Además de este humorístico episodio original del escritor navarro, debemos mencionar otra aventura que evoca las antiguas caballerescas: cuando el cura don Xavier baila durante la sobremesa de la cena a manera de gigante de la comparsa de Tafalla, don Quijote reacciona —todo lo que tenga que ver con gigantes le trastorna el juicio y lo transporta de inmediato al terreno de lo caballeresco— arremetiendo contra él (es algo similar a lo que sucede en el episodio del retablo de maese Pedro, cuando don Quijote carga contra el teatrillo donde se representa la historia de Melisendra, desbaratando muchas de las figurillas).
En la novela de Larráyoz Zarranz, don Quijote cree que un cazo de sopa que tiene al alcance de la mano es un venablo, y tal es el arma con la que pretende atacar al gigante-don Xavier[4].
[1] Cito por la edición de Pamplona, Medialuna Ediciones, 1993, al cuidado de Víctor Manuel Arbeloa, pero enmendando sus abundantes erratas y descuidos.

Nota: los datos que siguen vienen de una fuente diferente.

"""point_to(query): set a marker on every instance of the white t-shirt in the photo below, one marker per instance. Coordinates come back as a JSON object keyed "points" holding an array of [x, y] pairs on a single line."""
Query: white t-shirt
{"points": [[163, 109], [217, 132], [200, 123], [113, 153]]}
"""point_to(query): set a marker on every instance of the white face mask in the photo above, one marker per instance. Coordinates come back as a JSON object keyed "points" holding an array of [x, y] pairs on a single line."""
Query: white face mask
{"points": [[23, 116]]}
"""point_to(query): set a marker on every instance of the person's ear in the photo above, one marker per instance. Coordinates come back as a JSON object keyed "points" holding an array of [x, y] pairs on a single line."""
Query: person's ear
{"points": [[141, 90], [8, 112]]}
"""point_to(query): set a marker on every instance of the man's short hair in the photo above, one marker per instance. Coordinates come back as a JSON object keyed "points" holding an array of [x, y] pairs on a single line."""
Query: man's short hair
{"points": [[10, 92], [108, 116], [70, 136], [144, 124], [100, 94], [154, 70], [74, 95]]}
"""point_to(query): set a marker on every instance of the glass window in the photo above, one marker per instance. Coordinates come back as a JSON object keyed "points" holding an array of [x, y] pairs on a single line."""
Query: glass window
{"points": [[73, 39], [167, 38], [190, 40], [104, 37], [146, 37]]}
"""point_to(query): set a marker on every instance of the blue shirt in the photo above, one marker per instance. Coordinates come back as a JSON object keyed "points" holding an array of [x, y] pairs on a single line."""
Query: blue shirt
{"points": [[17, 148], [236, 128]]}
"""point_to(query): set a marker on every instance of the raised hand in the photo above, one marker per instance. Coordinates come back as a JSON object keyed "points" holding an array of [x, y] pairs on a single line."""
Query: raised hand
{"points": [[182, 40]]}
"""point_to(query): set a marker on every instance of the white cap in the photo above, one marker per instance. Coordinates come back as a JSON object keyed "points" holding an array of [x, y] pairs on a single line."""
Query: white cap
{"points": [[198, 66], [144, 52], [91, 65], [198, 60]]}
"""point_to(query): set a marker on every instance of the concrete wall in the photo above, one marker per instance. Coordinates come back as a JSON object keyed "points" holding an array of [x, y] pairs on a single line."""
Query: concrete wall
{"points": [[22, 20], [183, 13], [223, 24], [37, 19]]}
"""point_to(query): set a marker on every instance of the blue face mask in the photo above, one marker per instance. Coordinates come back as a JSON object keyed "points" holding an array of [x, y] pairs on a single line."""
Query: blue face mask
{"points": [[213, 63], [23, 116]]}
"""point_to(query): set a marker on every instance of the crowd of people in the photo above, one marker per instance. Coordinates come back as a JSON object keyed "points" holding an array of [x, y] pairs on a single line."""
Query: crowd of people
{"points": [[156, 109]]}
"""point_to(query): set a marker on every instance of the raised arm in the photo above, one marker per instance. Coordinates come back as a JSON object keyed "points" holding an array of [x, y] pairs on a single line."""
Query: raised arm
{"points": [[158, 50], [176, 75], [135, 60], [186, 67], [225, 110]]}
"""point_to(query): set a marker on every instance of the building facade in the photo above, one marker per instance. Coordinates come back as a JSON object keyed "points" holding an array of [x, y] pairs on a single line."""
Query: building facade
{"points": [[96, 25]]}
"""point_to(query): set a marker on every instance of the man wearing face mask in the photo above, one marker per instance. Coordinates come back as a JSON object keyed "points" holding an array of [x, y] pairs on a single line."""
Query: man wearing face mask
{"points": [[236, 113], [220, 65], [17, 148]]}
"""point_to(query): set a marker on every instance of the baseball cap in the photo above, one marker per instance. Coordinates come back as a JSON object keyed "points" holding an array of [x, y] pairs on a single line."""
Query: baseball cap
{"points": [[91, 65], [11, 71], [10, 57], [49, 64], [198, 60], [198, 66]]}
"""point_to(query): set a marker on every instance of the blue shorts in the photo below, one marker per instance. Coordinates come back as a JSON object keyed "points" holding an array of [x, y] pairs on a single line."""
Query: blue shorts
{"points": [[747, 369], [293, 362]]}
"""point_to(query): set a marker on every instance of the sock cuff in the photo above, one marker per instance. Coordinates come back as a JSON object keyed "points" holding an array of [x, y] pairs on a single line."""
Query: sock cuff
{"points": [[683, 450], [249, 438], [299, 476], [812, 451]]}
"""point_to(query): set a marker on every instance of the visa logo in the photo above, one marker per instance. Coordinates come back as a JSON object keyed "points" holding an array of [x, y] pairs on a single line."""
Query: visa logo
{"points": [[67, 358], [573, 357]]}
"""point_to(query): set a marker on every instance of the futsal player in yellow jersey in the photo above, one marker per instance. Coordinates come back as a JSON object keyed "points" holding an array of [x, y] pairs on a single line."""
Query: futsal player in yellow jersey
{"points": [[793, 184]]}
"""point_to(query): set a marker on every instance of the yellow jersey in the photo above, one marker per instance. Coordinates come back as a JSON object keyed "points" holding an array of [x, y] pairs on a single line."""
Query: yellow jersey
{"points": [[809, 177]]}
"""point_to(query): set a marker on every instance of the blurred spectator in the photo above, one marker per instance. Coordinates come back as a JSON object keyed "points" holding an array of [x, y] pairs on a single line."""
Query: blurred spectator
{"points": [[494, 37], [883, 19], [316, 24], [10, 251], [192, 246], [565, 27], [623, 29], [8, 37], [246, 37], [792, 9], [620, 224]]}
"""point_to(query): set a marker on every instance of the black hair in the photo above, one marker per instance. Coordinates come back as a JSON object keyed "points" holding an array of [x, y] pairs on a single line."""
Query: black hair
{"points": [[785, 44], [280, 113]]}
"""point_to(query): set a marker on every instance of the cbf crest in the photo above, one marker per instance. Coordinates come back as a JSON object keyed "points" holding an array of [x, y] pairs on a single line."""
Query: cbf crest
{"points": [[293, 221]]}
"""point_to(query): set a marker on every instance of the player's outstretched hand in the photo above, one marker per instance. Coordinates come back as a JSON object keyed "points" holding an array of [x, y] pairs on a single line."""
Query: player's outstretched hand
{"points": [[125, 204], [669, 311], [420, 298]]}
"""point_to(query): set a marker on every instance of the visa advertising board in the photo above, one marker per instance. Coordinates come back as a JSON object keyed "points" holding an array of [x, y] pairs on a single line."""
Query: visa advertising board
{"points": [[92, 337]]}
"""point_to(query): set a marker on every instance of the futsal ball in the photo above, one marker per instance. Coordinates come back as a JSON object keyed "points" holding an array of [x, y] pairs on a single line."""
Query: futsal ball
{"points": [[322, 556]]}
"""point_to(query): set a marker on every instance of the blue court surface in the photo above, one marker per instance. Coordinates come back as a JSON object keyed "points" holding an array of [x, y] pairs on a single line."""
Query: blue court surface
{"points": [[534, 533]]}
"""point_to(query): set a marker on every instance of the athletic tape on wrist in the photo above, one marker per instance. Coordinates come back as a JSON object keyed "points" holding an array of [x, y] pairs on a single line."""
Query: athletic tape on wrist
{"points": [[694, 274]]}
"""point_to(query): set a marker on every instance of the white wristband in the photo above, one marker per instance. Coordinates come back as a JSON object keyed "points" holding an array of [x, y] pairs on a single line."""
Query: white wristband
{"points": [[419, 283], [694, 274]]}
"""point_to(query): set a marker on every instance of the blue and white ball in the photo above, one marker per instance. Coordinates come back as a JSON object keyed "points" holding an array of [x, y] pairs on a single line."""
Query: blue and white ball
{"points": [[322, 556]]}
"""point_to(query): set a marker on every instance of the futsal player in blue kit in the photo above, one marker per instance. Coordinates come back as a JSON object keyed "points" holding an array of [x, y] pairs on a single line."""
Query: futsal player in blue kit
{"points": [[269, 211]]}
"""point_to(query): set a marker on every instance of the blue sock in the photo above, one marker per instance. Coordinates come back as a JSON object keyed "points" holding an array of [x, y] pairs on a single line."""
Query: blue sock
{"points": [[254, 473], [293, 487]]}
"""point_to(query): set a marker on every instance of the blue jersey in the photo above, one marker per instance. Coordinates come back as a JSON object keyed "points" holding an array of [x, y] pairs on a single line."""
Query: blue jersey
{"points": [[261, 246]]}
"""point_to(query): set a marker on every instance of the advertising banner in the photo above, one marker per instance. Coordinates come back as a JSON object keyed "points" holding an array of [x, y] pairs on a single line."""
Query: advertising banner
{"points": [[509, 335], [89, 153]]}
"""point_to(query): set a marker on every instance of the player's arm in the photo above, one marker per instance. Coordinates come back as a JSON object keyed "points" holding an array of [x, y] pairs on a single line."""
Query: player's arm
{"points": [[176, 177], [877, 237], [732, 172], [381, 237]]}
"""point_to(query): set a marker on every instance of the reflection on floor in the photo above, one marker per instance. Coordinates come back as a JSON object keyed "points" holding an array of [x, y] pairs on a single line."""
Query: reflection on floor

[2] En efecto, Isomberta no figura en Juan Bautista de Avalle-Arce, Enciclopedia cervantina, 2.ª ed., Guanajuato (México), Universidad de Guanajuato, 1997; ni tampoco en Carlos Alvar (dir.), Alfredo Alvar Ezquerra y Florencio Sevilla Arroyo (coords.), Gran enciclopedia cervantina, vol. VII, Ínsula Firme-luterano, Madrid, Castalia-Centro de Estudios Cervantinos, 2008.
[3] Por ejemplo, en I, 49 don Quijote inventa una historia caballeresca tipo, la del Caballero del Lago; recordemos además la historia de la princesa Micomicona fingida por Dorotea para sacar a don Quijote de Sierra Morena, o la de la dueña Dolorida en el palacio ducal.
[4] Remito para más detalles sobre esta obra a mi trabajo «Una recreación narrativa del Quijote de mediados del siglo XX: Don Quijote en las Améscoas, de Martín Larráyoz Zarranz», Anales cervantinos, 43, 2011, pp. 91-115.